There is no treatment specifically for monkeypox, but because the monkeypox and smallpox viruses are closely related, drugs and vaccines developed to protect against smallpox may be used to prevent and treat monkeypox virus infections.
Treatment will depend on how sick someone gets or whether they are likely to get severely ill. Most people with monkeypox recover fully within 2 to 4 weeks without the need for treatment. The antiviral drug tecovirimat (also known as TPOXX) was developed to fight smallpox, but the U.S. Food and Drug Administration allows CDC to use it to treat monkeypox during an outbreak. In addition, other drugs may be useful against monkeypox, but have not yet been tested:
- Vaccinia Immune Globulin Intravenous (VIGIV) is licensed by FDA for treating complications from smallpox vaccination. CDC has permission to use of VIGIV for the treatment of orthopoxviruses, including monkeypox, during an outbreak.

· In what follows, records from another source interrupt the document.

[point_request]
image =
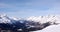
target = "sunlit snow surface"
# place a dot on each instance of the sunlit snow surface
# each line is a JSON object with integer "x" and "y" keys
{"x": 51, "y": 28}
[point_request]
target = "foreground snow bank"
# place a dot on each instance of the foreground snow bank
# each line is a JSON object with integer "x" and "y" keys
{"x": 52, "y": 28}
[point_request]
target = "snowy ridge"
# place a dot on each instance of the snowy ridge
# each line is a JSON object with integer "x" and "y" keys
{"x": 44, "y": 19}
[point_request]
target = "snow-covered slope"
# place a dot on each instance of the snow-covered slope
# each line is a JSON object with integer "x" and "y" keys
{"x": 44, "y": 19}
{"x": 51, "y": 28}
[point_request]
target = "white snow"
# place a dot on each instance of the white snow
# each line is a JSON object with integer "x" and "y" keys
{"x": 44, "y": 19}
{"x": 52, "y": 28}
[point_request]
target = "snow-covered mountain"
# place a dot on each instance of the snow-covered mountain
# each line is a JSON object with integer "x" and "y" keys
{"x": 44, "y": 19}
{"x": 30, "y": 23}
{"x": 51, "y": 28}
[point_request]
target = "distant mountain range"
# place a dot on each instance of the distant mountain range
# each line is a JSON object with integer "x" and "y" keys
{"x": 31, "y": 23}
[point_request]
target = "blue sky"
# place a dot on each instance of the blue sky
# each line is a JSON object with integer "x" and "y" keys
{"x": 27, "y": 8}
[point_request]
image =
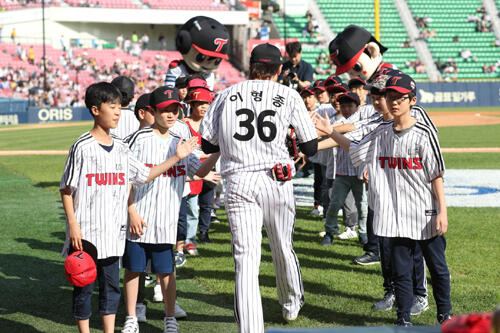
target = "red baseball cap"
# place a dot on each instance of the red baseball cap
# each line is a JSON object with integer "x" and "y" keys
{"x": 163, "y": 97}
{"x": 197, "y": 83}
{"x": 80, "y": 266}
{"x": 201, "y": 95}
{"x": 307, "y": 91}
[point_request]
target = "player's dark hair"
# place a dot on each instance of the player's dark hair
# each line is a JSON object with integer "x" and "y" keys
{"x": 293, "y": 48}
{"x": 263, "y": 71}
{"x": 102, "y": 92}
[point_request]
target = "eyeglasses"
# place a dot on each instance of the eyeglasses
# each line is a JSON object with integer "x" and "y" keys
{"x": 201, "y": 57}
{"x": 358, "y": 67}
{"x": 400, "y": 100}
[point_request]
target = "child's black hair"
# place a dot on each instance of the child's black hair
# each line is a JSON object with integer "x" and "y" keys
{"x": 102, "y": 92}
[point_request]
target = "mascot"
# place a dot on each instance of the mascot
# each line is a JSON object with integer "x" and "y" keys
{"x": 358, "y": 53}
{"x": 203, "y": 43}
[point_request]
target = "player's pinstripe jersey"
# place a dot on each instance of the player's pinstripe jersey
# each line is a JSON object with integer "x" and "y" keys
{"x": 181, "y": 70}
{"x": 249, "y": 122}
{"x": 99, "y": 181}
{"x": 401, "y": 166}
{"x": 158, "y": 202}
{"x": 127, "y": 124}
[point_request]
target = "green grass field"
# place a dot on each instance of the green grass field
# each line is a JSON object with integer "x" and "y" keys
{"x": 37, "y": 298}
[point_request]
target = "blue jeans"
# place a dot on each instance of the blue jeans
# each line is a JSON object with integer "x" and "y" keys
{"x": 192, "y": 217}
{"x": 108, "y": 276}
{"x": 401, "y": 258}
{"x": 182, "y": 223}
{"x": 341, "y": 187}
{"x": 205, "y": 199}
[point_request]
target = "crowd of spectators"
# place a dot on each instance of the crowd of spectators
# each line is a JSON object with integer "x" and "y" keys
{"x": 481, "y": 19}
{"x": 68, "y": 75}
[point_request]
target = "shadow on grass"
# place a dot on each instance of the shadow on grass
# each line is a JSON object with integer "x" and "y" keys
{"x": 39, "y": 245}
{"x": 13, "y": 326}
{"x": 38, "y": 288}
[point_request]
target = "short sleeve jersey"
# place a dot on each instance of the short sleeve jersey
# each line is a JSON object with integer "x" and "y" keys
{"x": 401, "y": 168}
{"x": 249, "y": 122}
{"x": 158, "y": 202}
{"x": 99, "y": 181}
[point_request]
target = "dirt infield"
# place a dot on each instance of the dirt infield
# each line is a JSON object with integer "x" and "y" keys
{"x": 448, "y": 119}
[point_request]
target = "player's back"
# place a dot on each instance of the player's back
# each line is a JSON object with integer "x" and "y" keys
{"x": 253, "y": 119}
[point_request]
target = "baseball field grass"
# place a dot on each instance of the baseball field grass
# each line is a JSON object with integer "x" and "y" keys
{"x": 37, "y": 298}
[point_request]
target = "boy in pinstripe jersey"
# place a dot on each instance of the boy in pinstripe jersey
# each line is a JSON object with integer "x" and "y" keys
{"x": 404, "y": 158}
{"x": 155, "y": 209}
{"x": 94, "y": 191}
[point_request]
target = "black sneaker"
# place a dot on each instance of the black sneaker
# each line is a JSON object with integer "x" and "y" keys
{"x": 403, "y": 323}
{"x": 386, "y": 303}
{"x": 327, "y": 240}
{"x": 369, "y": 258}
{"x": 363, "y": 238}
{"x": 442, "y": 317}
{"x": 203, "y": 237}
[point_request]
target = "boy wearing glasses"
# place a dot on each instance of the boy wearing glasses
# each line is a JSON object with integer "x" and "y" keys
{"x": 403, "y": 158}
{"x": 154, "y": 208}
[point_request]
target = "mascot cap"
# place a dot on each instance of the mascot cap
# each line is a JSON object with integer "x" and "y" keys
{"x": 208, "y": 36}
{"x": 349, "y": 97}
{"x": 347, "y": 47}
{"x": 337, "y": 87}
{"x": 319, "y": 84}
{"x": 267, "y": 54}
{"x": 332, "y": 79}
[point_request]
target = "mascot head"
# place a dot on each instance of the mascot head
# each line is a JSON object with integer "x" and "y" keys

- Cidofovir (also known as Vistide) is an antiviral medication approved by the FDA for the treatment of cytomegalovirus (CMV) retinitis in patients with Acquired Immunodeficiency Syndrome (AIDS).
- Brincidofovir (also known as Tembexa) is an antiviral medication that was approved by the FDA in 2021 for the treatment of human smallpox disease.
Find more information from the CDC.
8. How do I get access to antivirals to treat patients with monkeypox?
Antiviral drugs used to treat smallpox and monkeypox require a prescription and must be released from the U.S. Strategic National Stockpile at the request of a patient’s local or state health department. If antivirals are needed, or additional information is required, physicians should contact their public health department or the CDC Emergency Operations Center at 770-488-7100, Monday through Friday, 8 a.m. to 4:30 p.m. EST; at other times call 404-639-2888 and request a clinical consult.
1. What infection control precautions should be taken when evaluating a patient with suspected monkeypox?
Clinicians should use standard and recommended isolation precautions and notify infection prevention and control personnel immediately when caring for patients with suspected or confirmed monkeypox infection. The patient should be placed in a single-person room; special air handling is not required. PPE used by health care professionals who enter the patient’s room should include gown, gloves, eye protection and NIOSH-approved particulate respirator equipped with N95 filters or higher.
Clinicians and patients in health care facilities who have had an exposure to monkeypox should be monitored and receive post-exposure management according to current recommendations.